11 Were it not for the offender’s tragic background, I would have imposed much more significant sentences indeed. Not all of us have the same ability to reason about the rightfulness and wrongfulness of our behaviour. The offender is much less able than others to do that because of his background and because of his mental illness. On the other hand, the offender was nevertheless still very much aware that his behaviour was seriously criminal. Because of his mental illness the principles of general deterrence have less of a role to play but the offender must nevertheless be personally deterred from future misconduct of any kind and certainly misconduct of this kind. It is also important to bear in mind that the offender was able to at one stage to lead a law abiding lifestyle in that period leading up to February 2007 and so it cannot be said that there are no prospects of rehabilitation in the future. I will do what I can to assist the offender’s rehabilitation by making a finding of special circumstances. I have thus reduced the effective non-parole period from what I would otherwise have imposed. It remains the case however that a lengthy non-parole period is required and the effective non-parole period I will shortly announce is the least that I consider properly reflects the objective gravity of the offender’s conduct. The sentences have all also been reduced by twenty-five percent to reflect the offender’s early pleas of guilty.

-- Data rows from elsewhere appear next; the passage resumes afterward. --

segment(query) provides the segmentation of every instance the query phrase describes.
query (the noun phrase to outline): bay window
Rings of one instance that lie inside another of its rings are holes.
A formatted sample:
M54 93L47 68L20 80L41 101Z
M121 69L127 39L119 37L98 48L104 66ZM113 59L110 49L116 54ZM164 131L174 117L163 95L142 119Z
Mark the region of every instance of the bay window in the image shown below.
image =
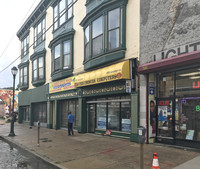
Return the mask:
M20 69L19 79L20 79L19 80L20 86L27 85L27 83L28 83L27 67L23 67Z
M122 48L121 18L122 13L119 7L108 10L105 15L85 25L85 61Z
M20 90L26 90L28 88L28 69L29 61L20 63L19 68L19 88Z
M44 79L44 58L33 60L33 82Z
M120 8L108 12L108 49L119 48Z
M90 38L89 38L89 33L90 33L90 27L88 26L85 29L85 59L88 59L90 56Z
M103 17L92 22L92 54L102 53L103 49Z
M53 57L53 72L71 69L71 40L66 40L56 45Z
M54 50L54 71L60 69L60 44Z
M72 0L61 0L54 6L54 30L72 17Z

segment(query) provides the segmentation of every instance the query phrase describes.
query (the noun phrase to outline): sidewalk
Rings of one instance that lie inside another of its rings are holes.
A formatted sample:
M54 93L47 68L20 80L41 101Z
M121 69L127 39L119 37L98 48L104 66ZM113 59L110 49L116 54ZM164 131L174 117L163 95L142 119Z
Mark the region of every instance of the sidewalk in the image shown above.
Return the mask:
M139 144L129 140L77 132L74 136L68 136L67 130L41 128L40 147L38 147L36 127L30 129L29 126L15 123L16 136L8 137L9 131L10 124L0 125L0 136L5 140L13 142L63 169L140 168ZM145 144L144 169L151 169L152 157L155 152L158 154L161 169L172 169L192 159L194 162L189 163L190 167L200 165L200 160L194 159L195 157L200 159L198 152L164 145Z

12 In relation to the s 12 bonds imposed on 23 February 2007, I revoke the order that they be suspended. Those sentences should therefore be served by way of full-time imprisonment to commence on 14 May 2009. In each case they will be fixed terms because of other sentences I must impose. For the offence of break enter and steal of 10 November 2008, the offender is sentenced to imprisonment. I set a fixed term of two years to date from 14 May 2010. For the offence of taking and detaining for an advantage, the offender is sentenced to imprisonment. I set a period of three years fixed term to date from 14 May 2011. For the offence of aggravated stealing and breaking out, I set a non-parole period of two and a half years to commence on 14 May 2012. It will expire on 13 November 2014. I set on that last matter a head sentence of six years. The overall sentence is thus a non-parole period of five and a half years with a head sentence of nine years. The offender is eligible to be released to parole on 13 November 2014.